For those who lack the time to read the entire report, here are some of the key findings along with some comments.

Attackers

• 75% of breaches done by outsiders.
• 25% involved internal actors.
• 18% state actors.
• 51% involved organized crime actors.

I see 25% involving internal actors as quite high, but that depends on the definition of “involved”.

Targets

• 24% of breaches affected financial organizations
• 15% of breaches affected healthcare
• Public sector were third at 12%
• Retail and hospitality combined for another 15% of breaches.

Tactics

• 62% of breaches used “hacking”
• 51% of breaches used malware
• 81% leveraged stolen/weak passwords
• 43% were social engineering based

What does “hacking” mean? And how much hacking did or did not involve malware?

Other findings

• 66% of malware got in via email
• 73% of breaches were financially motivated
• 21% of breaches were espionage related
• 27% were discovered by third parties

Analysis

I find the 1/4 insider involvement to be high. Not saying it’s wrong. Just saying it seems high.

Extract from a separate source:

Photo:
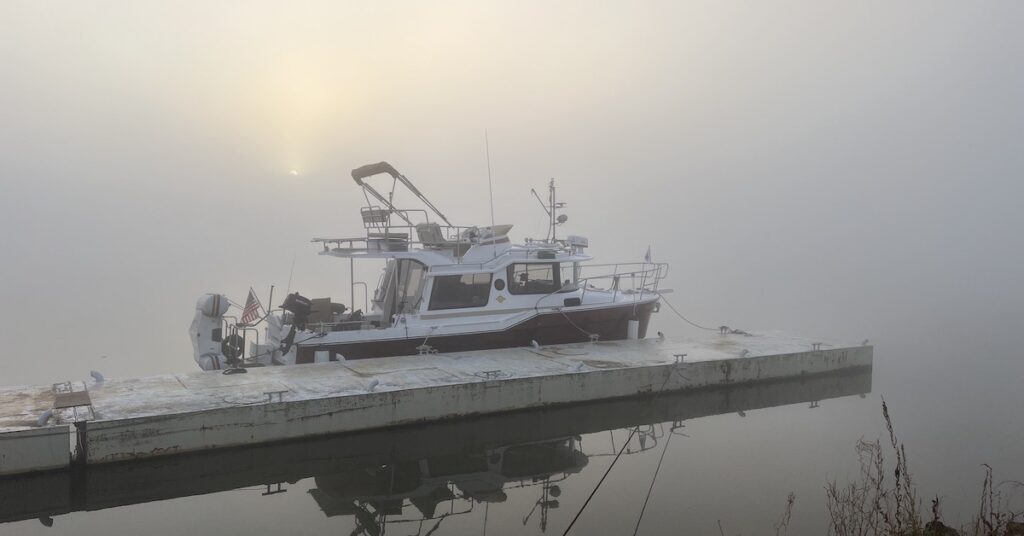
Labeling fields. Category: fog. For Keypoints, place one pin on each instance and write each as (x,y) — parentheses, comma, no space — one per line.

I think they could use a better term than “hacking” to describe their most common type of tactic. Perhaps “manual intervention”?

I’d love to see some sort of analysis of controls in this report, or a similar report. So basically what controls from say the CIS set are most recommended this year based on the DBIR findings?

That’s not a bullseye because every company is different, but maybe they could do a recommended controls list for each industry or something.

Anyway, solid stuff as usual from he team. And I enjoyed the summary as well.

Notes

1. I imagine a lot of these questions were answered in the full version of the report. This is analysis of the executive summary.